Photo: Amazon Studios

I’ve never seen a show that depicts the lives of third and fourth generation Chicanos growing up in Texas and that’s what the Freevee series Primo does. Most shows portray Mexican Americans as one-dimensional and always having immigrant parents or being immigrants themselves. I went into this series expecting a similar depiction. That was not the case. Instead, the show portrayed a Chicano reality I was intimately familiar with but have never seen portrayed on screen. 

My Chicano family is from a Texas border town and has been there for generations. Our culture is significantly different from that of more recent immigrants. Primo, a coming-of-age sitcom that centers on 16-year-old Rafa (Ignacio Diaz-Silverio), his single mom Drea (Christina Vidal) and her five dysfunctional yet loving brothers who are helping her raise Rafa. Rafa grew up speaking English not Spanish. In fact, we hardly ever see him or his mom speak Spanish in the show. This counters the narrative that popular culture wants us to believe that all Mexican Americans/Latinxs grow up speaking Spanish, not considering how many generations have lived in the U.S. This idea cements Chicanos as Other, as permanent foreigners in America. The emphasis on Mexican never American. 

Primo depicts a rarely understood truth, many Mexican Americans, including myself, didn’t grow up speaking Spanish. I learned Spanish in my school’s bilingual program at a young age. When I started that program, people were surprised to learn that Spanish was my second language. In Primo, this reality is normalized. No one makes fun of Rafa for not speaking Spanish at home. This situation is most common in places with a large Mexican American presence like Texas and California. Mexican Americans are not a monolith and of course, assimilation happens over generations. We tend to think of assimilation in terms of loss, specifically the loss of one culture. We don’t think about what we gain in the creation of a unique Chicano identity that combines Mexican and American culture,  — Primo celebrates that. 

There was a moment in Primo that turned it from a show I liked into one I loved: the episode where we learn that Drea can’t cook Mexican food. From a flashback we find out that she had to take care of her brothers from a young age and because her absentee parents gave her no guidance, she learned how to cook on her own, using a haphazard mix of ingredients they had. Her younger brothers, grateful for any food at all, lied and told her she was a great cook. Unlike Drea, my mom’s parents were around, but just never taught her what they knew when it came to cooking. She didn’t think of it as that important growing up. When I asked about this, she referenced the only things she had left — faded recipe cards her grandmother had given her.

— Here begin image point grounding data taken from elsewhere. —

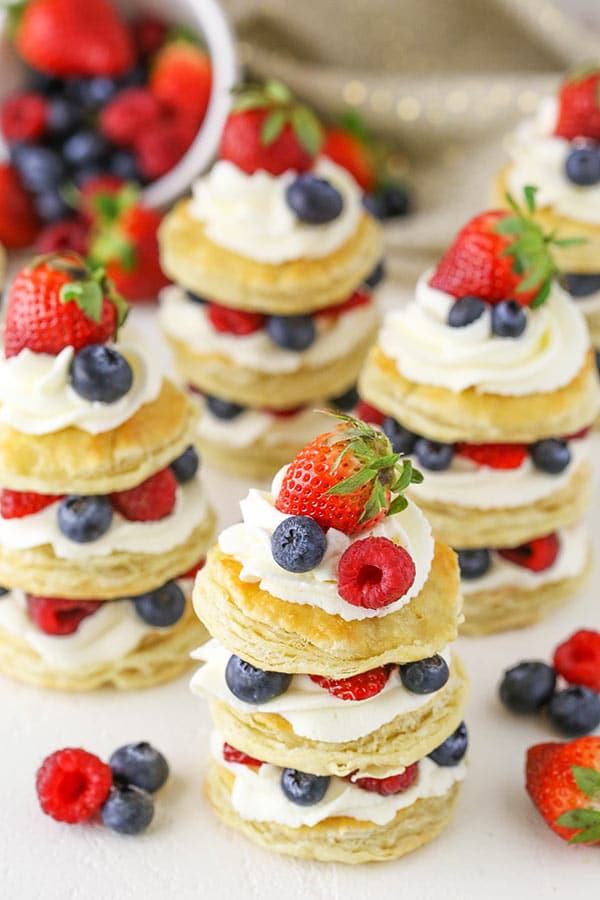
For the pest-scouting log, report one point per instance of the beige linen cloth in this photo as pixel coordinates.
(446, 79)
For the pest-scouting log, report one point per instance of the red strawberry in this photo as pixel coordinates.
(357, 687)
(54, 615)
(150, 501)
(58, 301)
(16, 504)
(233, 321)
(65, 38)
(579, 106)
(536, 555)
(267, 129)
(19, 221)
(578, 659)
(345, 479)
(496, 456)
(563, 780)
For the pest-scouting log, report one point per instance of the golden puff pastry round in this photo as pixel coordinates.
(298, 286)
(72, 461)
(469, 415)
(277, 635)
(337, 839)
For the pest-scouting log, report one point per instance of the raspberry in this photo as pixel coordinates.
(72, 785)
(233, 321)
(357, 687)
(395, 784)
(150, 501)
(54, 615)
(496, 456)
(578, 659)
(536, 555)
(374, 572)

Sometimes she regrets not asking more questions, not learning how to cook the food when she had the chance. I admit, I may have played a part in her feeling this way. As I got older, I noticed my differences from the other, more recently immigrated Mexican Americans at my school. I asked my mom why she didn’t speak Spanish to me, the way her dad had spoken to her. Why she never bothered with the recipe cards, why she let them gather dust in the kitchen drawer. I even resented her, blaming her for my lack of cultural knowledge. I was focused on who I felt I should be, not who I am. But where was I getting these ideas about who I should be? The answer is the overwhelming portrayal of Mexican Americans as recent immigrants in the media, stereotyping them and pigeonholing them. Without even realizing it, I was placing that narrative on myself and analyzing the ways it didn’t fit. It was never supposed to fit me because I’d fallen into my own trap, thinking about Mexican Americans as a monolith. Every single Chicano has a unique, nuanced identity and relationship with their culture. We are not the same, and there’s no point trying to fit into a box I never agreed to. 

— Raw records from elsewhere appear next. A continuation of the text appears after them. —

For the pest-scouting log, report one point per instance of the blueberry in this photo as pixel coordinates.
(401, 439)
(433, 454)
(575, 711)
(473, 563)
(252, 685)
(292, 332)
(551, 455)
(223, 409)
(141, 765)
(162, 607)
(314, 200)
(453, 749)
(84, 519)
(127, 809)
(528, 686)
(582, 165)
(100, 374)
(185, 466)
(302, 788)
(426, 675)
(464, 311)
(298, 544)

Watching the show take something that I’d once felt a deep sense of shame about — such as lack of Mexican cooking skills — and turning it into a light hearted joke lifted a weight off my chest.  I realized that it’s really not that serious, it never was. If I had seen more depictions like this of the Chicano experience growing up, it would have helped me accept myself a lot sooner. 

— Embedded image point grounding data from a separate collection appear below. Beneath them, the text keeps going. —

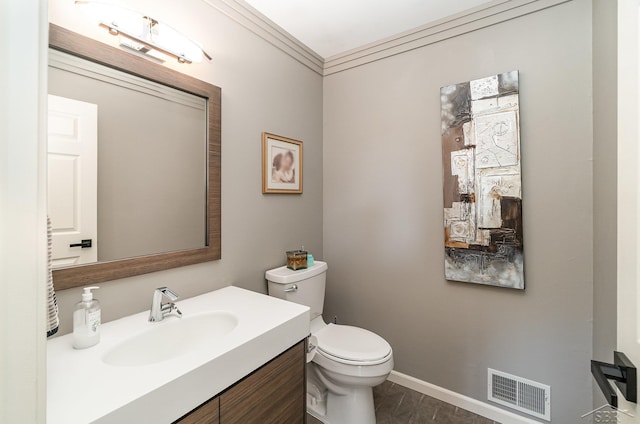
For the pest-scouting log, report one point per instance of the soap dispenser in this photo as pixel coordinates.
(86, 320)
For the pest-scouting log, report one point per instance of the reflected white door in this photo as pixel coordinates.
(628, 193)
(73, 180)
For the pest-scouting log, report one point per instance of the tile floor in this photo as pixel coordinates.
(396, 404)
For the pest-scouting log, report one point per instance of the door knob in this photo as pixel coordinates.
(84, 244)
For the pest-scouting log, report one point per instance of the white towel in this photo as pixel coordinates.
(52, 303)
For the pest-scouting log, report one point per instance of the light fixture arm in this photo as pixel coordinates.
(115, 30)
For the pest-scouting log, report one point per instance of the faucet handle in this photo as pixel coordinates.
(172, 296)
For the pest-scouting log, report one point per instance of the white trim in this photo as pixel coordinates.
(486, 410)
(489, 14)
(245, 15)
(492, 13)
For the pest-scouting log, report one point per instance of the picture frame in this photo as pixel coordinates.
(282, 165)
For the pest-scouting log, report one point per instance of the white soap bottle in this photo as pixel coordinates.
(86, 321)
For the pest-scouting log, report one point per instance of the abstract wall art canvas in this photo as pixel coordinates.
(482, 181)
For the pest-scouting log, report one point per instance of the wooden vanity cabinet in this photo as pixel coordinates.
(207, 413)
(275, 393)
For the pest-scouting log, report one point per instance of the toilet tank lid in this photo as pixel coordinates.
(284, 275)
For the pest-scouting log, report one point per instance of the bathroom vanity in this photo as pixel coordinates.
(236, 356)
(270, 395)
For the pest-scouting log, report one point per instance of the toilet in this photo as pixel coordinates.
(344, 362)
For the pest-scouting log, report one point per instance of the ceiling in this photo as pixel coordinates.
(330, 27)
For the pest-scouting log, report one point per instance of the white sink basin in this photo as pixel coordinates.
(171, 338)
(161, 370)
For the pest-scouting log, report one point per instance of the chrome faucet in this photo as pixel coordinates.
(158, 309)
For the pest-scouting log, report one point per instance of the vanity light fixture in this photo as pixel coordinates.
(145, 34)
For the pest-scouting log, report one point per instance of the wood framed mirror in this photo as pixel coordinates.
(66, 41)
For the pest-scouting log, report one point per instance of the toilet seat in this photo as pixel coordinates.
(352, 345)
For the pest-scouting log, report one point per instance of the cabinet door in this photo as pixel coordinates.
(273, 394)
(207, 413)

Another pleasant surprise from Primo was the casting choices for the uncles. The casting of both Henri Esteve as Mike and Carlos Santos as Ryan demonstrates how racially diverse Chicanos are, even within their own families. Mike is a white Mexican American, and the majority of his brothers, including Ryan, are not. This isn’t portrayed as something out of the ordinary, it is accepted as normal because it is normal. Chicanos come in all shades and not all Chicanos are people of color. White and brown Mexican-Americans can exist within the same family, I know this from experience. My sibling is white, while I am not. People don’t realize how common this experience is within the Chicano community.  I never thought I’d see this aspect of my life acknowledged on television. 

This series as a whole has made me feel understood and that’s also because it comes from a real place as it’s a semi-autobiographical depiction of the life of the show’s creator, Shea Serrano. The 41-year-old   Mexican American bestselling author  grew up on the southside of San Antonio, Texas and is co-showrunner and co-creator, alongside Mike Schur (Parks and Recreation, The Good Place). When we have more Chicanos in positions of power in the entertainment industry this is what we get — funny and authentic storytelling on TV that portrays Latinx characters with the nuance and respect they deserve.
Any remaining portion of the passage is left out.